Perpetual guts, gore and decapitations can easily jade the contemporary horror fan. Usually raising the bar with… well… with more mutilations, blood spurts screams can succeed in maintaining the niche horror film groupies/enthusiasts. Director, Jon Knautz ventures outside the realm and doses his film with a mix of comedy, crafted special effects and a storyline. 

  Relative newcomer- in a starring role- Trevor Mathews stars as Robert. As small boy he witnessed the murder of his parents at the hands of some werewolf-like mutant monster while out camping. Robert is scared up into his 20s and never gets over the guilt of running away when his parents were being mauled. This guilt has manifested into serious anger management issues...until he is given the chance to confront his past demons by slaying monsters! 

  The script is brilliantly crafted by John Ainslie. Ainslie cohesively strings together graphic horror scenes with comedy and suspense. Unexpectedly Robert’s night class teacher turns into a monster and attacks the class.
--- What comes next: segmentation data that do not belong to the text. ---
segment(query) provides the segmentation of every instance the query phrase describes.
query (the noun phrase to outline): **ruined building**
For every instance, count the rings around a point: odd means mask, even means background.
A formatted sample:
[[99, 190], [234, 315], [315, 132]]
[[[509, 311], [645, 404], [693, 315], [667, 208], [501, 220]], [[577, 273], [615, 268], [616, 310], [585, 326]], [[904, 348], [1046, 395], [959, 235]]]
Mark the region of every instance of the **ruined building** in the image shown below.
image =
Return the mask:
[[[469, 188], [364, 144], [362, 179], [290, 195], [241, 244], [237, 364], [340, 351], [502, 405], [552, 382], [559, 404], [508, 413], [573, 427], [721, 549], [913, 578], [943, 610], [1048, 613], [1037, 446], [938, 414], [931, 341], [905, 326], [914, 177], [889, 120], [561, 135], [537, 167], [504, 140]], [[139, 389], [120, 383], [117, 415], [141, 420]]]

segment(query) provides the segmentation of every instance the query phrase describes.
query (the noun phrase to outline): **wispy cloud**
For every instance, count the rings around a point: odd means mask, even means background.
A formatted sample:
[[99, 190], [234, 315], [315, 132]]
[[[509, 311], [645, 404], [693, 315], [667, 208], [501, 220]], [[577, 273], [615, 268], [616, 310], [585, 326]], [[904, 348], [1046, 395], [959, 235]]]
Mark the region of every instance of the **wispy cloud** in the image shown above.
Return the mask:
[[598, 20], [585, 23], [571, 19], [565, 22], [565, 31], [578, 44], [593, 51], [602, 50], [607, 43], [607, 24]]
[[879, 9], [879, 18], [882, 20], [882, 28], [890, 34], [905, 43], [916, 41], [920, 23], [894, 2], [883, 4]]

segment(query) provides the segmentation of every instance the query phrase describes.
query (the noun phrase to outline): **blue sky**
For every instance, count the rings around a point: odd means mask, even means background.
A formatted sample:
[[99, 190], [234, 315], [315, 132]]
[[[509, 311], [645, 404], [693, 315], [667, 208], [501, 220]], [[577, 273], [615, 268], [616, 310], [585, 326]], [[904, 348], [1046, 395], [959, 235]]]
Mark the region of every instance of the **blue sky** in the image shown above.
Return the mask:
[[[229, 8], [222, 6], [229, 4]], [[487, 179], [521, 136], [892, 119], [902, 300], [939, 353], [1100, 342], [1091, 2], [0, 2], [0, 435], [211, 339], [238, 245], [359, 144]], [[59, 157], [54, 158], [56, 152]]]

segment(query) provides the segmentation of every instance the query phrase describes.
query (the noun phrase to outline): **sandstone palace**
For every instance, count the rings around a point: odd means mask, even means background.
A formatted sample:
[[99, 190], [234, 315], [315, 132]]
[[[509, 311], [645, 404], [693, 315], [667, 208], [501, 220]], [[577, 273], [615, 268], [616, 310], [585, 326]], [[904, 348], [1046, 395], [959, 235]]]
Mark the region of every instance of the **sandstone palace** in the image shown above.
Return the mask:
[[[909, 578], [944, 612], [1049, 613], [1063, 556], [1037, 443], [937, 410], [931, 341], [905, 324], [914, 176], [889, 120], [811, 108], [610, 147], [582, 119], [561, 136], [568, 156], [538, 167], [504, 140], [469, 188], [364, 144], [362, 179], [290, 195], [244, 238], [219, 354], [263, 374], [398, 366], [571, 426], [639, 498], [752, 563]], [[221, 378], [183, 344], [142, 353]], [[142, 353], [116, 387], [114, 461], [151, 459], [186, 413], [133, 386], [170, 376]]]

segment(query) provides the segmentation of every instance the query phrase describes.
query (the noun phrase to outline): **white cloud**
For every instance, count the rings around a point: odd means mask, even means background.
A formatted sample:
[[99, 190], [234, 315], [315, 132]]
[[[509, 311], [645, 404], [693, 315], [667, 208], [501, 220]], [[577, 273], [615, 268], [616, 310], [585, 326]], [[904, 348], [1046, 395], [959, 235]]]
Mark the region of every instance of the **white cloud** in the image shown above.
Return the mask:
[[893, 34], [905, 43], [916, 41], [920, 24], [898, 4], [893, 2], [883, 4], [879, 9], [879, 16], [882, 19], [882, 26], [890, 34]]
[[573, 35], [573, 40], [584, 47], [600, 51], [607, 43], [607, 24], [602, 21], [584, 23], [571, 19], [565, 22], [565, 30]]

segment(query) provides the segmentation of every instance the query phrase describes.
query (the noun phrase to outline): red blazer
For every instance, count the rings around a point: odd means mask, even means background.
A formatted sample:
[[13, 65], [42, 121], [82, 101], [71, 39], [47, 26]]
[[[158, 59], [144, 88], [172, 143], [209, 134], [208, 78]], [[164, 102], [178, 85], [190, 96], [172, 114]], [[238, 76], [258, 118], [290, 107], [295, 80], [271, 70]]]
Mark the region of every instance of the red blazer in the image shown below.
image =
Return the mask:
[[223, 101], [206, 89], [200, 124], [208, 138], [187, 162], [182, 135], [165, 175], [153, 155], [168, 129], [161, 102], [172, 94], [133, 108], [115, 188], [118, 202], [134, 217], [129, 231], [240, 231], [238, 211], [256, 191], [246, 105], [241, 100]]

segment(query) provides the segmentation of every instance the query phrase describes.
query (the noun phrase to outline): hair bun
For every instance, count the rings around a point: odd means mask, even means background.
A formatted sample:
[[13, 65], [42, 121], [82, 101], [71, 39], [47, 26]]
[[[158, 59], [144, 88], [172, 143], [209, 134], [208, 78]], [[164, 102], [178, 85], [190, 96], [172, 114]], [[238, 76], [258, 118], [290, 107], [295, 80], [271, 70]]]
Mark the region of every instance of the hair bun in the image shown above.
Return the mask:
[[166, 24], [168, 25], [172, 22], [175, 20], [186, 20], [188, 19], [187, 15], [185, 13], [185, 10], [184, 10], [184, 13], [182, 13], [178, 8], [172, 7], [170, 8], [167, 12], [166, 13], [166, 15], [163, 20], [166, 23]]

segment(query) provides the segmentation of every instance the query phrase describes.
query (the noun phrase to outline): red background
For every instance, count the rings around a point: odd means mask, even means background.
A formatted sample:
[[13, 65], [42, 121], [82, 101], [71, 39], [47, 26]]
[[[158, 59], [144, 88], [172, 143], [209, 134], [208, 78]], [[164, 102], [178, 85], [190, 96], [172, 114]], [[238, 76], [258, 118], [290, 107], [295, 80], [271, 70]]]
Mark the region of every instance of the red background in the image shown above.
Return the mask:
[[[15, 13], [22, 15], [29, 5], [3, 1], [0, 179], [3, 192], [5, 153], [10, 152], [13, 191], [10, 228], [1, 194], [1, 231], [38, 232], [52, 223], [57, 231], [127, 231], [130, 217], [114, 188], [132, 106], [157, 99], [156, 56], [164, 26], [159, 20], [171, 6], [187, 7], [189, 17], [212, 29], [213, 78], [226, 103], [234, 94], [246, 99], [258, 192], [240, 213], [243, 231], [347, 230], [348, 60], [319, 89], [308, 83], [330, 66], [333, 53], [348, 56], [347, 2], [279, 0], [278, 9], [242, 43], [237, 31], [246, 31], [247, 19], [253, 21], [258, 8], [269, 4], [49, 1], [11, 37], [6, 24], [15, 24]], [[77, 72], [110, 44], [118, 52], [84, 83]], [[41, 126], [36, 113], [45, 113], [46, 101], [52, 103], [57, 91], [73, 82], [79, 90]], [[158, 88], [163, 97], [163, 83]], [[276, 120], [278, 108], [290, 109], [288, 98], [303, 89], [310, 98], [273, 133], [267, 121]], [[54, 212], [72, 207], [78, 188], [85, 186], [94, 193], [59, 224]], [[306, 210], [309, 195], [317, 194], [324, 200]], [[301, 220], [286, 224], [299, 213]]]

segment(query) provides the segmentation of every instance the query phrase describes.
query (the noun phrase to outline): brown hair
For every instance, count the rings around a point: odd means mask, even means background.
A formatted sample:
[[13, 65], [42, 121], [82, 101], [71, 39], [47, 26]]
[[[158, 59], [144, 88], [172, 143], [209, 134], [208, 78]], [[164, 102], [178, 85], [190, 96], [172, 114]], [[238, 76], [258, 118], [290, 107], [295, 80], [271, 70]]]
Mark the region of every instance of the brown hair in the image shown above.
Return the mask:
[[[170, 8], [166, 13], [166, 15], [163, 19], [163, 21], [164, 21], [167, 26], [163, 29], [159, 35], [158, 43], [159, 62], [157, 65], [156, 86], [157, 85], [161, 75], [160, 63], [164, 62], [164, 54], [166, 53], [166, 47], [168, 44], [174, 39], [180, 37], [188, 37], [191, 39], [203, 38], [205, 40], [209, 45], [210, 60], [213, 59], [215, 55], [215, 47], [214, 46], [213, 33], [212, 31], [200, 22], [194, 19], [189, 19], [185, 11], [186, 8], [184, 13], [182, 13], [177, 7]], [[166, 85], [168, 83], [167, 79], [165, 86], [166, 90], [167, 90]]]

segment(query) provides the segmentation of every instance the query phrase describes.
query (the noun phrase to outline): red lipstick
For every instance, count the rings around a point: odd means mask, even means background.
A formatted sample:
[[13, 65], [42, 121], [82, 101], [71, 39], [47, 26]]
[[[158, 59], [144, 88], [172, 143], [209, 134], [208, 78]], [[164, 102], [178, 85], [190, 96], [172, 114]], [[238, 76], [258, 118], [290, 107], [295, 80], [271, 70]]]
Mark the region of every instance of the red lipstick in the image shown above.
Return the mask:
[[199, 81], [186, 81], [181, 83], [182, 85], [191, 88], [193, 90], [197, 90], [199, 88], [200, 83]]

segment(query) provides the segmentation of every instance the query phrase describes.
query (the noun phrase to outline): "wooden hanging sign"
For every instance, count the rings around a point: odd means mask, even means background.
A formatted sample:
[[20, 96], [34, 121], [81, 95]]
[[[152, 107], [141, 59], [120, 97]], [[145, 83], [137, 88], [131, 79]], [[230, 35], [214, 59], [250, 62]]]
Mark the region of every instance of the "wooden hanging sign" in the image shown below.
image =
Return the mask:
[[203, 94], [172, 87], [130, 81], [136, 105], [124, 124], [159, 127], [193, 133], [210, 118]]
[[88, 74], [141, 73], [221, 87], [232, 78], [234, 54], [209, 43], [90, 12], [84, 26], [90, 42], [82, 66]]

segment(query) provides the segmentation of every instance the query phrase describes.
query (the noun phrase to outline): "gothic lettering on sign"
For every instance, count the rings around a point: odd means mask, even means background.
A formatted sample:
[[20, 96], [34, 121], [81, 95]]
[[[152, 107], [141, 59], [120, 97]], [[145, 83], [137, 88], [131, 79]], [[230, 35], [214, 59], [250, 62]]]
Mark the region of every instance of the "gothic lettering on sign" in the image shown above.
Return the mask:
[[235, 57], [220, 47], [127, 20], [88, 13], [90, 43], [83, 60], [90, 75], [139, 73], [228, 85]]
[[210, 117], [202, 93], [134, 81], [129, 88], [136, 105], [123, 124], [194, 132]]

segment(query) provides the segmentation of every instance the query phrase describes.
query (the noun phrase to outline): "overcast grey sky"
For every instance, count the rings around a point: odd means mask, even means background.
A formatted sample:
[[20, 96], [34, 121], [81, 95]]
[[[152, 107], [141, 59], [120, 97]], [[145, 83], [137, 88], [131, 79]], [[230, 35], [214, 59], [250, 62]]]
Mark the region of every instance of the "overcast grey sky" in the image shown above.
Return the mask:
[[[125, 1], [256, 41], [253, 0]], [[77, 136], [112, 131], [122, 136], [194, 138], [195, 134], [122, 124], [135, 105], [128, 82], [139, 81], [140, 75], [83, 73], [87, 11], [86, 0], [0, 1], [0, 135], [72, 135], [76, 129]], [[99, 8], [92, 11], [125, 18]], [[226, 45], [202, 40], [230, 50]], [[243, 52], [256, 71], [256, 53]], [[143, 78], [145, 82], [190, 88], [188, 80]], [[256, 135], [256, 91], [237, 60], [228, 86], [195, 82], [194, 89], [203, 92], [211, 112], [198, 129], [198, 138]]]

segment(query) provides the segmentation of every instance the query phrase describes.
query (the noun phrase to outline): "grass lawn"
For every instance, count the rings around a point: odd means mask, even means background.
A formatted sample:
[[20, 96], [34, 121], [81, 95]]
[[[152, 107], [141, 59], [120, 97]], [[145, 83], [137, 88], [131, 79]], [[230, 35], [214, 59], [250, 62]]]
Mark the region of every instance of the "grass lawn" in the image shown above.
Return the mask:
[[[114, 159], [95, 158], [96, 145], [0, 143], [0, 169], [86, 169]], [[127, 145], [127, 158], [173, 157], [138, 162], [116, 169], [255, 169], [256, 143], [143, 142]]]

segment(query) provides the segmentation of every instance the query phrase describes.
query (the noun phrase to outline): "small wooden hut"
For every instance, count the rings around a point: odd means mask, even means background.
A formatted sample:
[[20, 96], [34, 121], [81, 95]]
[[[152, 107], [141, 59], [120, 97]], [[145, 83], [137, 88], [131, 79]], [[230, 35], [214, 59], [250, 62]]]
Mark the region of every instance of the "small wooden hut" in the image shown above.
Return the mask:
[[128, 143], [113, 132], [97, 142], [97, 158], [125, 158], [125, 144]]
Just an average Joe, a plumber by trade, Robert steps forward and rises to the occasion. Pivotal characters in the film, which include the slapstick monsters, enhances the plot. 

  The script perhaps wouldn’t have taken life if it were not for characters such as the eccentric professor played by Robert Englund. Seen without his Freddy Gruger makeup, Englands is successful is illustrating the dynamics of his acting repertoire. Animation and special effects were given as a prelude to the rest of the film early on in the opening scene. Combining all the different elements of the film director, Jon Knautz shall face no challenge in engaging moviegoers even beyond… to an anticipated sequel.